Over the last two weeks I've refined the goals of my own world generator and gone back to the drawing board on how to be successful. This has involved reading up on a ton of prior work, the best of which is provided below.
My goal is to generate worlds that look good when printed; this project will be successful once I can generate enough high-quality maps to make a coffee table book that I don't have to hide in a drawer. With aesthetics being the primary goal, I'll have to venture not only into the generation of the world but spend some time on how I visualize it – at a certain point the artistic style of the map may end up being more important than improving the quality of the simulation itself. The closest example to what I'm trying to accomplish is the fantastic work of Martin O'Leary, but I'm striving for a world scale map vs the coastlines he's built.

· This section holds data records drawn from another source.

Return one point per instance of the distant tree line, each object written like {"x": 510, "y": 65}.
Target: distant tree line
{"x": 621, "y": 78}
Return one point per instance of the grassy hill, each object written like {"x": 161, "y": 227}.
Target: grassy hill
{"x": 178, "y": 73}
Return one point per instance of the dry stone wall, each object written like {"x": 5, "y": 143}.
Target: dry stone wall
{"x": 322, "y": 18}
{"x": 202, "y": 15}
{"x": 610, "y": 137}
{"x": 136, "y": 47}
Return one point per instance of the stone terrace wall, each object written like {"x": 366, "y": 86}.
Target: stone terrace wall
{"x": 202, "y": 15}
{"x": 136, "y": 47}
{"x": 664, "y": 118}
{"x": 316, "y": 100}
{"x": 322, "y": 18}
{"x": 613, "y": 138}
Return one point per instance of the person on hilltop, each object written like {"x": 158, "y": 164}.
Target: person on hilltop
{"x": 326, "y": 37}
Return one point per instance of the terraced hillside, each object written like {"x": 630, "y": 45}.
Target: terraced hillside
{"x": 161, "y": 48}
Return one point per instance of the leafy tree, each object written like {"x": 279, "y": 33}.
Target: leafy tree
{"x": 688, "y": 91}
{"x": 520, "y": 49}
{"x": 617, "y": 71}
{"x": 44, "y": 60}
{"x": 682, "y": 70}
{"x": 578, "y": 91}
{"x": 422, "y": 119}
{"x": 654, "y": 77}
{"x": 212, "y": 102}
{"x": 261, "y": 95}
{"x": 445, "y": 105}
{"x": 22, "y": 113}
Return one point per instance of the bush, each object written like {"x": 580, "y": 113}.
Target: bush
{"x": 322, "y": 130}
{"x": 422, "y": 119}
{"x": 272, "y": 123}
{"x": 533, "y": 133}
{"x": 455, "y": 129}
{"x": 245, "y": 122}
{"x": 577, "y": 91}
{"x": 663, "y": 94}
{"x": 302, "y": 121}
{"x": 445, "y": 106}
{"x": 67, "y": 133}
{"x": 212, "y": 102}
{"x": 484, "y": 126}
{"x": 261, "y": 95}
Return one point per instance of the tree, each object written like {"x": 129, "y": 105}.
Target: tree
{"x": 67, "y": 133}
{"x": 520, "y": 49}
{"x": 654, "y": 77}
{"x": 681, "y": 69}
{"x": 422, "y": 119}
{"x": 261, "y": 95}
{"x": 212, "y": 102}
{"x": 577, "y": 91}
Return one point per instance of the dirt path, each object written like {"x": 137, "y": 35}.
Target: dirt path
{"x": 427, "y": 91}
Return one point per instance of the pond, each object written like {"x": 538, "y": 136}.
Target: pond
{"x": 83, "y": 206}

Examples are abound in fantasy books and games, such as the Game of Thrones world map below; however, these maps are almost always hand-drawn and this project will be 100% machine generated. Here's a collection of nice maps on Pinterest.
Visual from the official Game of Thrones map collection, from geoawesomeness
Brief observations about artistic worldbuilding
Rules govern realistic maps
Rivers lead to lakes or oceans. Trees tend to grow in forests. Mountains tend to form in ranges. Islands often form in clusters. Deeper water tends to be further from shore. Worlds will be colder in some areas and warmer in others. In many cases, generating realistic maps requires creating the illusion that the process took place. For example, my latest version of glimpse uses a loose approximation of plate tectonics to divide the world into continents – I'm definitely not modeling the actual process but it creates the right illusion.
A world broken up into three continents with a few small islands.
Most of the interesting simulation problems appear to come in the form “how can I make it look like X?” (forests grew naturally, continents formed over time, rivers have formed lakes, etc). I've found its helpful to understand how the actual system works, or to study patterns of how it looks, to figure out how to create good illusions.
It's also really useful to have some underlying structure to a map that you can use to create illusions – over the last two weeks I've completely re-written glimpse for this particular reason. The original version was based on a simple grid and didn't have any underlying structure, but the new version is oriented around Vonoroi diagrams which forms cells that I'm able to group into various landforms like continents and islands. At the same time this lays a firm foundation for generating mountain ranges, deserts, forests, rivers, etc based around these cells.
Amit Patels’ series of posts on terrain generation are widely referenced and immensely helpful. He's got a set of additional references at the bottom of this post.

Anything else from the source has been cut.